It's been nine days since Pres. Obama announced his administration’s nationwide “United We Serve” volunteer initiative, mentioning “reading to kids at your local library” as an example of how individuals and groups can boost local efforts toward improving education and community renewal, among other worthwhile projects. The library community, of course, is no stranger to harnessing volunteer energy; in fact, quite a few libraries big and small have passionate bibliophiles to thank for their beginnings. What’s different today about library workers heeding the president’s call to recruit constituents to roll up their sleeves is the economic upheaval that has pushed libraries across the country—most recently in Ohio—into crisis mode.
It’s abundantly clear that people love their libraries more than ever, and Wall Street ought to be envying the charts and graphs documenting the surge in libraries’ gate count and circulation stats. What better time to channel that library love into sweat equity and spin it into advocacy? That’s the meme of the visionary Carla Lehn of California State Library, who talked with American Libraries about that fiscally beleaguered state’s burgeoning library volunteer movement. Her nascent interest in retooling library volunteerism “"all came to a head” when she read the 2005 “Long Overdue” report issued by Public Agenda with support from the Americans for Libraries Council and the Bill and Melinda Gates Foundation. Lehn was particularly struck by this finding: “Americans who are active in the community and vote regularly are more likely to have a library card and favor taxes to support libraries. These are also the people who local politicians are most likely to listen to. However, these highly engaged citizens are generally unaware of funding issues that threaten library services.”
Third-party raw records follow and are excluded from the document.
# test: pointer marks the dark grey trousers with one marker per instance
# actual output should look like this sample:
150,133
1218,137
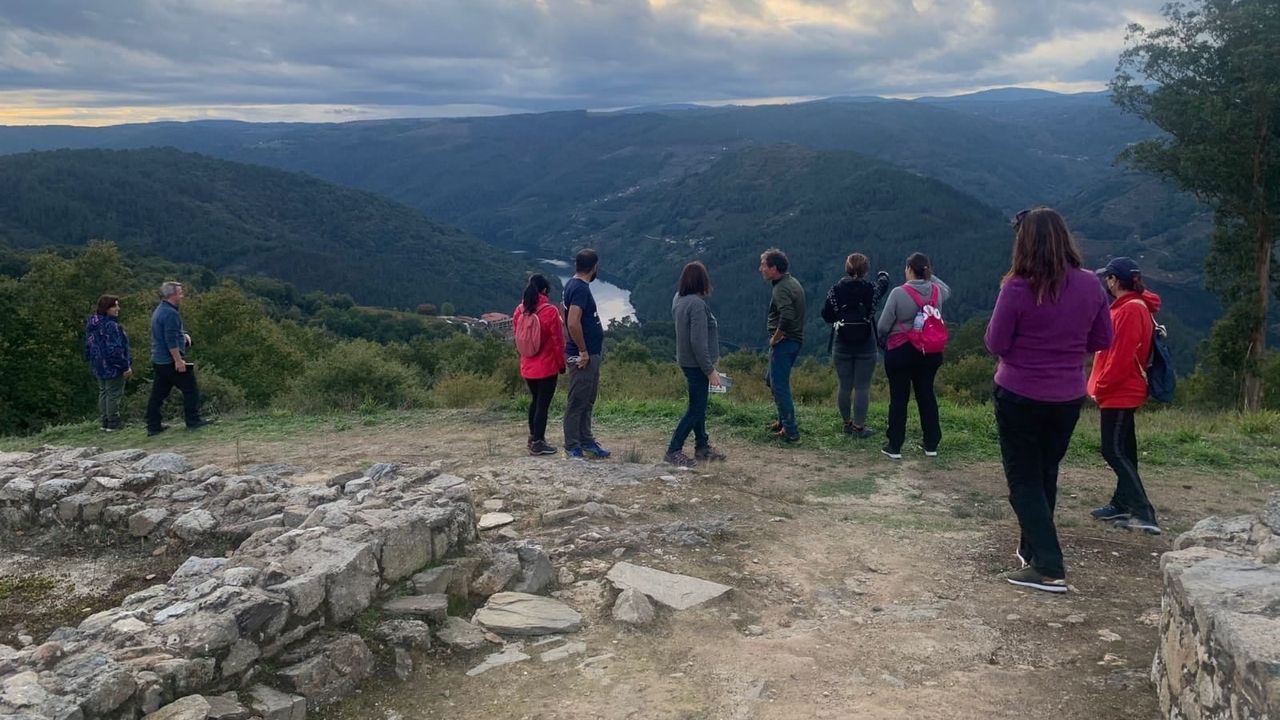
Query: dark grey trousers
584,384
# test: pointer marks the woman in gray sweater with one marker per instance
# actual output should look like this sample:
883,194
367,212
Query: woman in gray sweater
696,352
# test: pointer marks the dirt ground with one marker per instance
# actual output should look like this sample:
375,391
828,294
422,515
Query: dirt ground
863,589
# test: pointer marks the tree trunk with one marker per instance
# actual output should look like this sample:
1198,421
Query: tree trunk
1253,388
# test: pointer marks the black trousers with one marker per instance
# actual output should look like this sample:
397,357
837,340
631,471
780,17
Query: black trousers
1033,440
542,392
167,378
909,369
1120,451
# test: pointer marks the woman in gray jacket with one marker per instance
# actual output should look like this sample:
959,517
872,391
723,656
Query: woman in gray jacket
906,367
696,352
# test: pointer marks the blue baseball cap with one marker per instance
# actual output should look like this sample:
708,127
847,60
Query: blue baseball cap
1123,268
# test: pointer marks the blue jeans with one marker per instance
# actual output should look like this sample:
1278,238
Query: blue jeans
695,415
782,358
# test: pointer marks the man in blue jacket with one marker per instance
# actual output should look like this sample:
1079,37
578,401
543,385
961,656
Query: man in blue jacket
169,343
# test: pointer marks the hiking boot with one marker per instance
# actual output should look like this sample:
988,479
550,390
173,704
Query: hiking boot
542,447
1109,513
708,455
1134,523
680,460
1031,578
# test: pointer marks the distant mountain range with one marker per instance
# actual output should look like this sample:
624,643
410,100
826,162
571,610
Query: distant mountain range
553,182
247,219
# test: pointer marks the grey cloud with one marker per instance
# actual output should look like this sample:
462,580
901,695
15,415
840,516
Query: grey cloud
526,54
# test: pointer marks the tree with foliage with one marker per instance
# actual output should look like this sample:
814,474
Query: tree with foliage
1211,81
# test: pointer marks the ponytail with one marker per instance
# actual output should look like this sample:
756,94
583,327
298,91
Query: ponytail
536,286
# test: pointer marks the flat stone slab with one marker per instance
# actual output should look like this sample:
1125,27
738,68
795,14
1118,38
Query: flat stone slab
490,520
679,592
521,614
434,606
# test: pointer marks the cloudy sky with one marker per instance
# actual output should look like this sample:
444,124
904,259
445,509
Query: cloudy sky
104,62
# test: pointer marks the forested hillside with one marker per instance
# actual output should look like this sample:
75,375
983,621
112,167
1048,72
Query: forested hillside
816,205
246,219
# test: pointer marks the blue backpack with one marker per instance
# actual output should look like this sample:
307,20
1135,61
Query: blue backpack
1161,378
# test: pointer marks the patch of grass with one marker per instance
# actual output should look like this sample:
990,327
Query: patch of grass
854,487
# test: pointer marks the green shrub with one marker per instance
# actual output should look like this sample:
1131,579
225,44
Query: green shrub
466,390
352,376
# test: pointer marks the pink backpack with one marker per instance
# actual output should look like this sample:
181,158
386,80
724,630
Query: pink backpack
529,333
928,332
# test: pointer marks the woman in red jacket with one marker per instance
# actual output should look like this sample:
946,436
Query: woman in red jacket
540,368
1119,386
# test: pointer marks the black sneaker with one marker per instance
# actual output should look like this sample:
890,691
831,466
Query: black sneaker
542,447
1109,513
1134,523
1032,578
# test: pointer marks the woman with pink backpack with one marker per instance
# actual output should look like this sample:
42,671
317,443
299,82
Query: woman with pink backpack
540,341
914,337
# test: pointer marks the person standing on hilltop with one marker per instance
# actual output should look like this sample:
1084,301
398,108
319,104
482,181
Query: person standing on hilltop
850,309
909,363
1048,315
696,352
786,337
106,347
540,340
169,343
1119,386
584,349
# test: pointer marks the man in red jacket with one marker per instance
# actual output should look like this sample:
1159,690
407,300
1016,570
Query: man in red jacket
1119,386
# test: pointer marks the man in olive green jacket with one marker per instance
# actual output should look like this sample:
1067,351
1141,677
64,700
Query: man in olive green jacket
786,336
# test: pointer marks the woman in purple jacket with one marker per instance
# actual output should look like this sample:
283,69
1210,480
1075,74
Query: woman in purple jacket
1050,315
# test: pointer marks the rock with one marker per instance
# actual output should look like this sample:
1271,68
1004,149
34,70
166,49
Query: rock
274,705
521,614
240,659
145,522
193,525
170,461
563,651
357,486
460,634
197,568
222,707
191,707
632,607
405,633
679,592
498,575
434,606
490,520
507,656
433,580
334,673
535,569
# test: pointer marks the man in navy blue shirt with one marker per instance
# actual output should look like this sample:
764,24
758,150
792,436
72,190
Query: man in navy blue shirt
169,343
584,349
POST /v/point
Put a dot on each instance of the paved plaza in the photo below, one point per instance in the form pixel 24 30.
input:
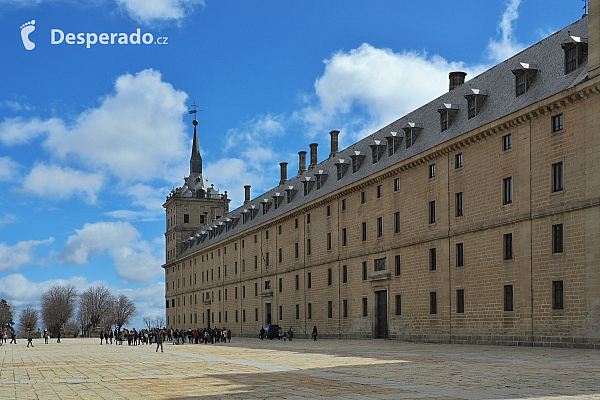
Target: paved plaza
pixel 302 369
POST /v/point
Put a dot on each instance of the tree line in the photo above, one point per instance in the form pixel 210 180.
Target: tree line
pixel 63 310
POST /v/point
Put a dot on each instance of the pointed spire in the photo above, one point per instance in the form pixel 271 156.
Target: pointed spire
pixel 196 159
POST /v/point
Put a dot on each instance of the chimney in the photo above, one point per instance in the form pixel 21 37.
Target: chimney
pixel 593 38
pixel 283 173
pixel 334 142
pixel 301 162
pixel 457 78
pixel 313 155
pixel 246 194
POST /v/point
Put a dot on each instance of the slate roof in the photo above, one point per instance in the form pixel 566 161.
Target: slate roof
pixel 499 85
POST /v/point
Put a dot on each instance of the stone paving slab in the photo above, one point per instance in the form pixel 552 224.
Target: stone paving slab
pixel 334 369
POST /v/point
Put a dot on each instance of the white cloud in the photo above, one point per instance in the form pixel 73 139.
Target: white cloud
pixel 23 253
pixel 369 87
pixel 507 46
pixel 18 131
pixel 134 261
pixel 135 133
pixel 55 182
pixel 149 12
pixel 9 219
pixel 9 170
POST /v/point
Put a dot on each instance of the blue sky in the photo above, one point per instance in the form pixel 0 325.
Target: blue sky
pixel 93 139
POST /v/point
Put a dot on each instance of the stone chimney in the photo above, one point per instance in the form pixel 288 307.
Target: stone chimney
pixel 313 155
pixel 283 173
pixel 246 194
pixel 334 142
pixel 301 162
pixel 457 78
pixel 593 38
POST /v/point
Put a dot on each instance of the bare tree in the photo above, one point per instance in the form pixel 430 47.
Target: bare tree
pixel 6 315
pixel 123 310
pixel 58 305
pixel 28 319
pixel 96 303
pixel 160 322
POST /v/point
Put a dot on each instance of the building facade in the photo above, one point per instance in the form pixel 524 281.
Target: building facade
pixel 473 219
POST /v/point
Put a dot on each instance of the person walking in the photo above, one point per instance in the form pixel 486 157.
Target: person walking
pixel 159 340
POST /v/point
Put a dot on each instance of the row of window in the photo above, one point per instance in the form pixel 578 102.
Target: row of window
pixel 557 233
pixel 508 303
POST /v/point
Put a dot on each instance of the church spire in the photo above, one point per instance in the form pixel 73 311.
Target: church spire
pixel 196 159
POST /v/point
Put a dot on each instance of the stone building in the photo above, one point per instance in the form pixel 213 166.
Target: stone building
pixel 475 218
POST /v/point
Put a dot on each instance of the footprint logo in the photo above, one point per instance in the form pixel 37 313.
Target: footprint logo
pixel 26 29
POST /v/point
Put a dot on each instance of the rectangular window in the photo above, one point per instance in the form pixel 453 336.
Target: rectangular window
pixel 507 142
pixel 432 212
pixel 508 298
pixel 458 203
pixel 432 259
pixel 460 301
pixel 397 270
pixel 520 83
pixel 458 160
pixel 460 255
pixel 557 123
pixel 432 302
pixel 557 238
pixel 507 190
pixel 365 308
pixel 431 171
pixel 557 177
pixel 557 295
pixel 507 246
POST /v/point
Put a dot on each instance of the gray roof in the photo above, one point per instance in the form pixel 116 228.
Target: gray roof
pixel 497 83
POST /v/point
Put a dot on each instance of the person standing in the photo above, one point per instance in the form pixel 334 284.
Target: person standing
pixel 159 340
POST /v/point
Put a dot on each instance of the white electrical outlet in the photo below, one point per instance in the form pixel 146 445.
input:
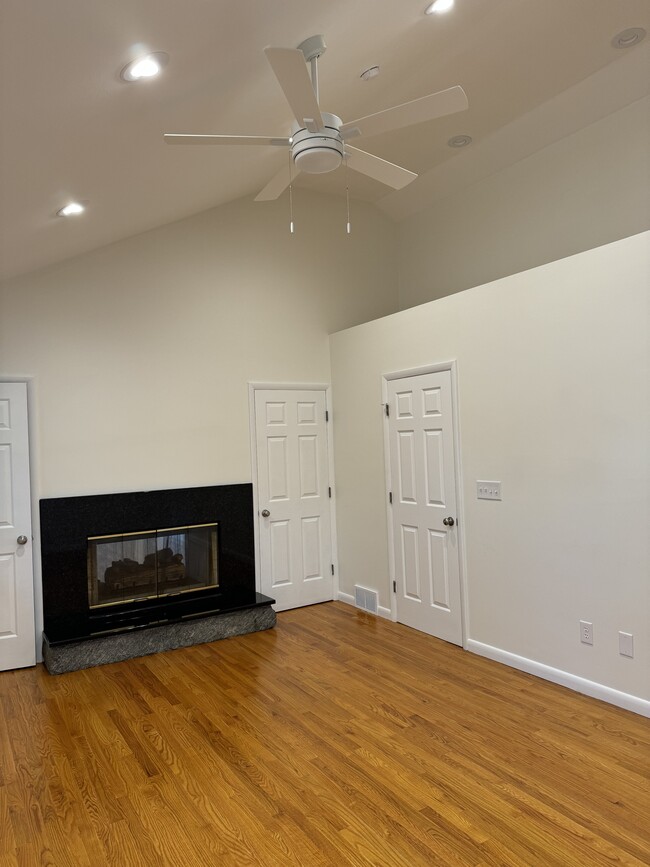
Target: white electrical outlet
pixel 488 490
pixel 586 632
pixel 626 644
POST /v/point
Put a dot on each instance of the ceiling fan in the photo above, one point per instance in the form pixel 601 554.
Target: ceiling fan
pixel 319 140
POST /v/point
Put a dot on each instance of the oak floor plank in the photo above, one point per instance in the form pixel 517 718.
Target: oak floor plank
pixel 335 739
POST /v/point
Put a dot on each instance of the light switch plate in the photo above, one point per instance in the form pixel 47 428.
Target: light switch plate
pixel 626 644
pixel 488 490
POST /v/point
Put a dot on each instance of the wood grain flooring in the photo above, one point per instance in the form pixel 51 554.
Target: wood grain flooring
pixel 335 739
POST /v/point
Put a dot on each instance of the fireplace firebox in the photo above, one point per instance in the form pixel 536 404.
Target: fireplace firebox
pixel 114 563
pixel 127 567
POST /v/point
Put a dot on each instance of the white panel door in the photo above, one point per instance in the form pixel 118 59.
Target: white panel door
pixel 17 647
pixel 293 497
pixel 424 508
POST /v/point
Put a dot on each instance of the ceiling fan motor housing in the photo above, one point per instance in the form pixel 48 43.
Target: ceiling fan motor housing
pixel 318 152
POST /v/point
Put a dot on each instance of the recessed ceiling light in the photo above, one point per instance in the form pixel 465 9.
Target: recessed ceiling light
pixel 70 210
pixel 438 7
pixel 144 67
pixel 628 38
pixel 459 141
pixel 373 72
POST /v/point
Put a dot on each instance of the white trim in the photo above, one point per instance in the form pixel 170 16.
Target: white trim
pixel 436 367
pixel 564 678
pixel 349 600
pixel 297 386
pixel 292 386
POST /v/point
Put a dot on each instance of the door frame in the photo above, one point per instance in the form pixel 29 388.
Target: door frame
pixel 30 386
pixel 292 386
pixel 435 367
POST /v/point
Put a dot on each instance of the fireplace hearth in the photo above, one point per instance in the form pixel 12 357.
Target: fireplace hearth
pixel 137 562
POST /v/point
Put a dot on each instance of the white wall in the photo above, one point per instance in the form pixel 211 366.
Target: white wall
pixel 141 351
pixel 553 380
pixel 586 190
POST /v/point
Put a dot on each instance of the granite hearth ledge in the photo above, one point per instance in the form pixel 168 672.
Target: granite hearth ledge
pixel 69 655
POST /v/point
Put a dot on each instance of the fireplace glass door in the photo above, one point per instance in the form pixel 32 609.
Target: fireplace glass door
pixel 127 567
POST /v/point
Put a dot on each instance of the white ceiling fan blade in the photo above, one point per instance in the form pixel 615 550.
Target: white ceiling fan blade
pixel 381 170
pixel 290 69
pixel 417 111
pixel 278 184
pixel 181 138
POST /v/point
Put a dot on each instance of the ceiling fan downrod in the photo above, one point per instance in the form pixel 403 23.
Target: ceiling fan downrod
pixel 312 49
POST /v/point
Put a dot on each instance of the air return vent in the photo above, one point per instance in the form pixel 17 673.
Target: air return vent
pixel 366 599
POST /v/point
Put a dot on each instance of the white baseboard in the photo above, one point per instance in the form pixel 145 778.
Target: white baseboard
pixel 564 678
pixel 349 600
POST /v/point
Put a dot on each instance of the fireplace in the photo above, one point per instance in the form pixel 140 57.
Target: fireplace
pixel 118 563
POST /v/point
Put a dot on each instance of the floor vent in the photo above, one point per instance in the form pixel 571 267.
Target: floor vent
pixel 366 599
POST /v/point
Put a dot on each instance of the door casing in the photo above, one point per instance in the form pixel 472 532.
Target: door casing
pixel 31 526
pixel 402 374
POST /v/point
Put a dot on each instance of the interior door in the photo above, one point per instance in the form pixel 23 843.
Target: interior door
pixel 293 496
pixel 17 646
pixel 424 504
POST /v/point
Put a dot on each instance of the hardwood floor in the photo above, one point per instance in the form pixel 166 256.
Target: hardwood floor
pixel 335 739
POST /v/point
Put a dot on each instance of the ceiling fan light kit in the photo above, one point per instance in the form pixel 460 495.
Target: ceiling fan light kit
pixel 317 144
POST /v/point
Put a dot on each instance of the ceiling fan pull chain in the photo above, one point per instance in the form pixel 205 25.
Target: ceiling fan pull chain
pixel 347 193
pixel 290 196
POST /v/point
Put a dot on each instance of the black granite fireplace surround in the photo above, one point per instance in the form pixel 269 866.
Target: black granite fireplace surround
pixel 68 522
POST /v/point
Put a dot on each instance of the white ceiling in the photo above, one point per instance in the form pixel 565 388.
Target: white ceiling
pixel 70 128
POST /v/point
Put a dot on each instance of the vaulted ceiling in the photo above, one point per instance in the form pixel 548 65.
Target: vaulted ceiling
pixel 71 128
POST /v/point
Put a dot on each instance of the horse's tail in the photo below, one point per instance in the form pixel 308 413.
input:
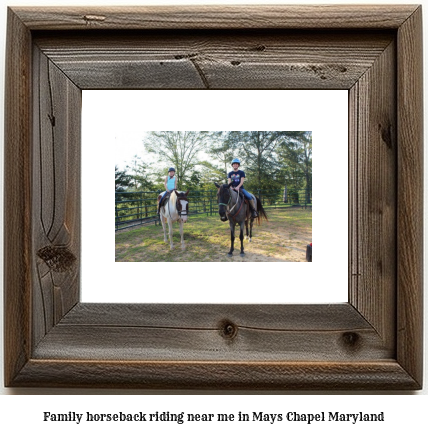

So: People who are most likely to support libraries at the ballot box are engaged in the community and more likely to get heard by local politicians. But those citizen-dynamos don’t realize how badly libraries need them. Wow.
Another a-ha moment came when Lehn connected that “Long Overdue” finding to unrelated research indicating that, beginning with the graying baby boomer generation and continuing through successive generations, people are now volunteering at a greater rate than ever—but they are only interested in what they consider to be “meaningful work” related (unsurprisingly) to their hobbies and professional talents and skill sets. Long story short, about a year after Lehn started training California librarians to “expand the way we think about volunteerism and bring people on that can do things we can’t done otherwise,” the “Get Involved: Powered by Your Library” campaign launched its library link to the Volunteer Match database May 6. Within a month, Lehn revealed proudly, 100 California library systems (half of the public libraries statewide) had registered more than 500 volunteer opportunities. The project's goal? Getting 50 libraries involved within a year.
Not bad. The California initiative places libraries at the virtual heart of service opportunities by providing citizens with a one-stop-shopping link to projects that suit their interests and talents. So, participating libraries burnish their cred as community information hubs as well as gaining team players to keep the library humming. Obama's “United We Serve” project can do the same on a larger scale. What are we waiting for?